TAR (pour Train Automoteur Rapide) était le nom donné à un type d'autorail français mis en service par les chemins de fer du Nord pour assurer des liaisons express de prestige entre Paris et Lille. Construites de 1934 à 1939 par la société Franco-Belge, mises en service à partir de juillet 1934, ces rames assurèrent des services au départ de Paris-Nord jusqu'en 1959 mais également au départ de Paris-Est (trajets Paris - Strasbourg et Paris - Bâle) et de Paris-Lyon (trajet Paris - Lyon).

Dotées d'un profil aérodynamique et d'une décoration sobre (caisse gris acier et bandeau médian gris/vert), ces rames avaient une allure très moderne à l'époque de leur mise en service. Elles avaient également une forte ressemblance avec les rames allemandes DRG 877 (Fliegende Hamburger) à motorisation presque identique et mises en service en 1933.

Types 34 et 36[modifier | modifier le code]

Deux premières rames prototypes à 3 caisses furent construites et mises en service en 1934 : d'où le nom de type 34 équipé de moteurs diesel de 410 ch.

Face à la demande, neuf rames supplémentaires à 3 caisses furent construites et mises en service à partir d'octobre 1936 : ce type 36 était équipé de moteurs diesel de 430 ch.

Caractéristiques[modifier | modifier le code]

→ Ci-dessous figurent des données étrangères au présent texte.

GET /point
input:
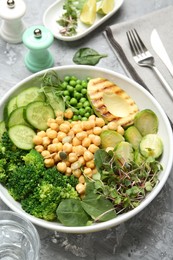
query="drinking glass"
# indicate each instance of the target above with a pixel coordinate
(19, 239)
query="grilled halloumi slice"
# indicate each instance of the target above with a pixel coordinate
(111, 102)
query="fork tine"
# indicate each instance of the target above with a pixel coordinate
(136, 44)
(140, 42)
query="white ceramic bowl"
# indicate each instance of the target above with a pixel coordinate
(143, 99)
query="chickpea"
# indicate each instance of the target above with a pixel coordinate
(82, 179)
(61, 135)
(92, 117)
(81, 160)
(81, 135)
(97, 130)
(59, 120)
(50, 120)
(46, 141)
(49, 162)
(86, 142)
(120, 130)
(105, 127)
(77, 128)
(88, 155)
(80, 188)
(77, 173)
(93, 148)
(56, 157)
(37, 140)
(62, 167)
(76, 141)
(96, 140)
(109, 149)
(45, 154)
(90, 164)
(68, 171)
(67, 147)
(112, 125)
(54, 126)
(59, 146)
(68, 113)
(41, 133)
(64, 128)
(87, 125)
(52, 148)
(79, 150)
(99, 122)
(39, 148)
(72, 157)
(52, 134)
(55, 140)
(87, 172)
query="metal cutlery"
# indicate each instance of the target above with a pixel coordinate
(144, 58)
(158, 47)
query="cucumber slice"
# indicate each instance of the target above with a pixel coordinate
(37, 114)
(22, 136)
(2, 128)
(11, 105)
(29, 95)
(56, 102)
(16, 118)
(151, 146)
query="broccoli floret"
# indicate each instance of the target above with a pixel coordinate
(23, 181)
(46, 198)
(34, 158)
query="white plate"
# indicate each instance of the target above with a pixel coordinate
(54, 12)
(142, 98)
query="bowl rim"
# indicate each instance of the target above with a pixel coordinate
(121, 218)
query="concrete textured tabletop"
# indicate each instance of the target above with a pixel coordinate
(149, 235)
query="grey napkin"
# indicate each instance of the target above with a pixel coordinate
(162, 20)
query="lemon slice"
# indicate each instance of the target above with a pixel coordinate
(105, 6)
(88, 12)
(116, 105)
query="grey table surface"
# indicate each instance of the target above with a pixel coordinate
(149, 235)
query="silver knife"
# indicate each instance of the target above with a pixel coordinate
(158, 47)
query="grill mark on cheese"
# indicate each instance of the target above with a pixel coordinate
(100, 85)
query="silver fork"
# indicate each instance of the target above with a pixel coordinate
(144, 58)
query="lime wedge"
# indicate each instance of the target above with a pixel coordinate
(88, 12)
(105, 6)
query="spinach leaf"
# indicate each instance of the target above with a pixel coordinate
(87, 56)
(99, 208)
(71, 213)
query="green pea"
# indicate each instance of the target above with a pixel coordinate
(86, 103)
(78, 87)
(72, 83)
(77, 95)
(64, 85)
(81, 111)
(84, 91)
(73, 101)
(75, 118)
(82, 100)
(66, 93)
(70, 88)
(79, 105)
(67, 78)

Une rame se composait de 3 ou 4 caisses dont 2 motrices. Le couplage de deux rames était possible. Une rame à 3 caisses comportait 117 places de 1re classe uniquement.

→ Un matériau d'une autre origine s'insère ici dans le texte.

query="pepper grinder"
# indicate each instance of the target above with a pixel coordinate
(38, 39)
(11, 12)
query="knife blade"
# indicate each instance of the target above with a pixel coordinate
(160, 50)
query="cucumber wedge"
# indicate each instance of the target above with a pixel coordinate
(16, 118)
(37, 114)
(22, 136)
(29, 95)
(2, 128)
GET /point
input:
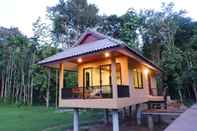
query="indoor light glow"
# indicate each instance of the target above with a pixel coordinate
(79, 60)
(107, 54)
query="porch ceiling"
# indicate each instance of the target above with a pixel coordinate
(72, 63)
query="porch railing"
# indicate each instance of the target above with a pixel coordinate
(94, 92)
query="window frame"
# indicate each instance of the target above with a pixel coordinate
(139, 77)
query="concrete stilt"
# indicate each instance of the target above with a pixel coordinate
(115, 120)
(76, 120)
(138, 114)
(106, 116)
(130, 111)
(150, 123)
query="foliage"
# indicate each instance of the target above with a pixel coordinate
(70, 19)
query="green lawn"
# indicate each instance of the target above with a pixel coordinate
(13, 118)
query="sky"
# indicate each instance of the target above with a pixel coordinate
(22, 13)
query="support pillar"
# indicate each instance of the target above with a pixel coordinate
(61, 81)
(115, 120)
(106, 116)
(76, 120)
(138, 114)
(150, 123)
(113, 77)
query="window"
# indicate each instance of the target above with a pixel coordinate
(101, 75)
(88, 77)
(137, 79)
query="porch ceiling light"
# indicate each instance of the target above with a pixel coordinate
(79, 60)
(107, 54)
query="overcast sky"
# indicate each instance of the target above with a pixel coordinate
(21, 13)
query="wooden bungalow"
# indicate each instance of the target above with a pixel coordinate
(110, 75)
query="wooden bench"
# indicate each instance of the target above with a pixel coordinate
(159, 112)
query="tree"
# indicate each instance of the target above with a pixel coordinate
(71, 18)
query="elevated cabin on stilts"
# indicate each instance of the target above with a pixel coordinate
(110, 76)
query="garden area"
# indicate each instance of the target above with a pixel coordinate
(39, 118)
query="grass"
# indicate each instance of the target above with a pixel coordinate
(13, 118)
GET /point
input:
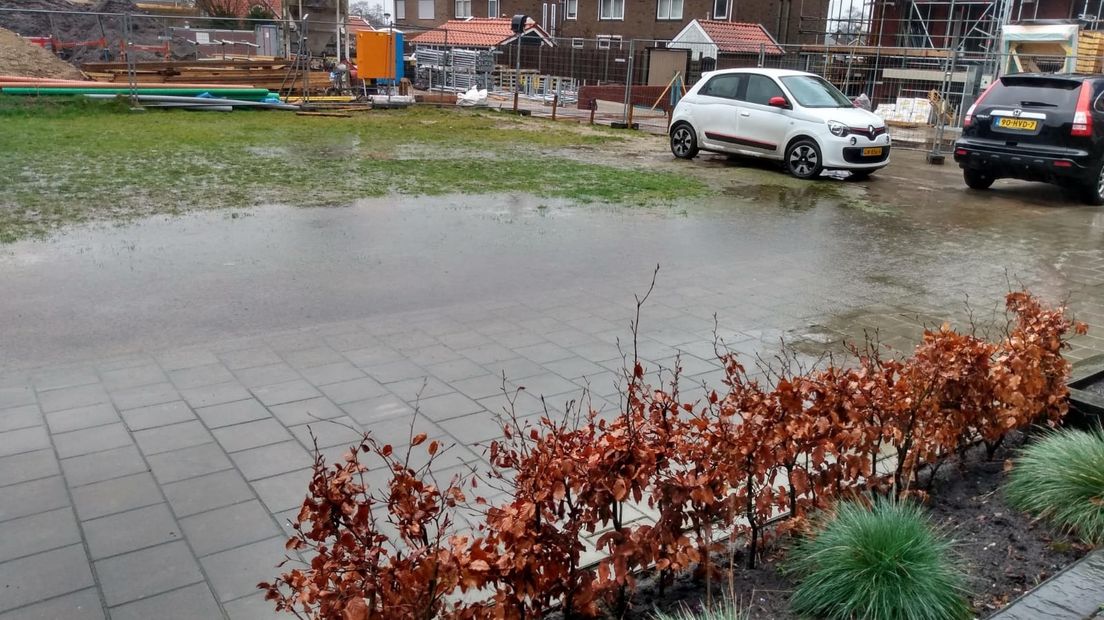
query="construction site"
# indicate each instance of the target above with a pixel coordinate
(916, 63)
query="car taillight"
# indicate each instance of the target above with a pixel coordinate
(1083, 117)
(968, 119)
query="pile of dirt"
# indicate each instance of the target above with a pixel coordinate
(27, 60)
(77, 22)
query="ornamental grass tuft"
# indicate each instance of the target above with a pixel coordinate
(879, 563)
(1060, 478)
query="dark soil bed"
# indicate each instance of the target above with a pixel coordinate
(1002, 552)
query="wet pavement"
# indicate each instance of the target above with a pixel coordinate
(157, 378)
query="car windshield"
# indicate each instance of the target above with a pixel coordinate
(813, 92)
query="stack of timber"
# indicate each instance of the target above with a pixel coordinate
(274, 74)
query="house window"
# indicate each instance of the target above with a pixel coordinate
(607, 41)
(669, 10)
(611, 9)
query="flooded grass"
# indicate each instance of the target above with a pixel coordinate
(77, 161)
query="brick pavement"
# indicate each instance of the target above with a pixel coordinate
(160, 484)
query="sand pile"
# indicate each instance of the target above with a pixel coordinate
(77, 24)
(27, 60)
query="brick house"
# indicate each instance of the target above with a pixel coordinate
(621, 20)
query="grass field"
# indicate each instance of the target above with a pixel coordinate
(78, 161)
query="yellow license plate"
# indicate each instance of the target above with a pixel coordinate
(1018, 124)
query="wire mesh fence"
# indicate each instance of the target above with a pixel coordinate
(922, 93)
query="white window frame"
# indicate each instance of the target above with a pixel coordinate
(606, 41)
(613, 13)
(571, 9)
(728, 9)
(670, 13)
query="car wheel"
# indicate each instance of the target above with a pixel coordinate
(803, 159)
(1093, 192)
(683, 141)
(977, 180)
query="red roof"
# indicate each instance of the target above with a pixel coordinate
(736, 38)
(475, 32)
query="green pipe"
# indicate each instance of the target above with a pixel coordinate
(236, 93)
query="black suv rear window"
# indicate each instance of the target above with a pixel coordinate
(1035, 93)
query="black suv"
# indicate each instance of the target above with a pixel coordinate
(1037, 127)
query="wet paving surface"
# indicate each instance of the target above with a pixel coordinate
(157, 378)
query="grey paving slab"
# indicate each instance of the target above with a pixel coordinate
(266, 375)
(218, 394)
(269, 460)
(38, 533)
(253, 608)
(447, 406)
(42, 576)
(186, 359)
(28, 466)
(301, 412)
(337, 431)
(207, 492)
(103, 466)
(188, 462)
(353, 389)
(285, 491)
(16, 418)
(142, 396)
(118, 494)
(17, 396)
(134, 376)
(130, 531)
(236, 573)
(331, 373)
(158, 415)
(82, 417)
(227, 527)
(287, 392)
(70, 397)
(172, 437)
(236, 412)
(23, 440)
(393, 371)
(251, 435)
(456, 370)
(421, 387)
(95, 439)
(312, 356)
(84, 605)
(146, 573)
(373, 409)
(197, 376)
(250, 357)
(190, 602)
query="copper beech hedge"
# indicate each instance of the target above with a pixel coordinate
(712, 470)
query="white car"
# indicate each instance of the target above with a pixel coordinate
(791, 116)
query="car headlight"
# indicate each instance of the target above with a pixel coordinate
(837, 128)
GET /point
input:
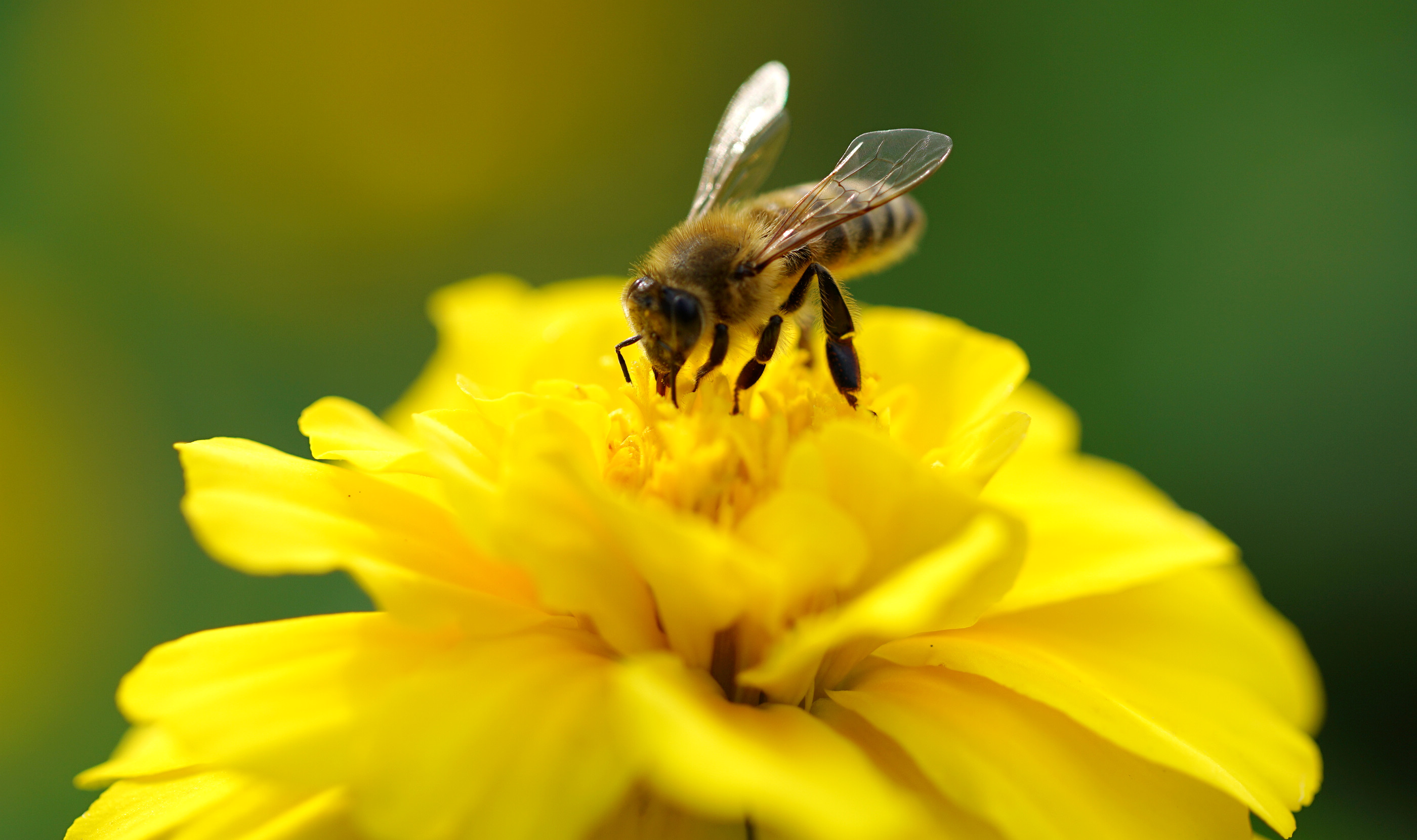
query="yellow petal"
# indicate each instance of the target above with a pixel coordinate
(1026, 768)
(278, 697)
(1096, 526)
(980, 451)
(559, 522)
(505, 336)
(903, 508)
(508, 738)
(644, 816)
(945, 589)
(937, 376)
(773, 764)
(1053, 428)
(954, 822)
(144, 751)
(1158, 693)
(807, 547)
(268, 812)
(264, 512)
(148, 809)
(341, 430)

  • Construction : 1934 à 1939 par la société Franco-Belge
  • Moteur diesel Maybach - V 12 - GO5 ou GO5.6 et transmission électrique - Moteur Maybach remplacé vers 1955 par un moteur MGO sur quelques rames
  • Puissance : 2 x 410 à 2 x 430 ch
  • Masse : 52 tonnes pour une motrice
  • Vitesse : 150 km/h
  • Longueur d'une caisse(motrice) : 21,7 m
  • Effectif : 11 rames en 1958

Les rames TAR du Nord allient la vitesse avec le confort. Les voyageurs de première classe bénéficie de moquette au sol. Sous chaque baie se trouve une tablette rabattante tandis que des porte-bagages sont disposés au-dessus des fenêtres. Les grandes valises sont installées sous les sièges. Les plates-formes d'extrémité sont plus grandes sur les rames 36 pour pouvoir ranger davantage de bagages. Par la suite, les deux rames de 1934 sont modifiées pour présenter le même visage. Comme les baies sont fixes, la ventilation de la rame en été est réalisée en ouvrant des prises d’air disposées entre les fenêtres dans la partie supérieure. La livrée abandonne le vert Nord pour une livrée gris clair/gris foncé plus noble [1].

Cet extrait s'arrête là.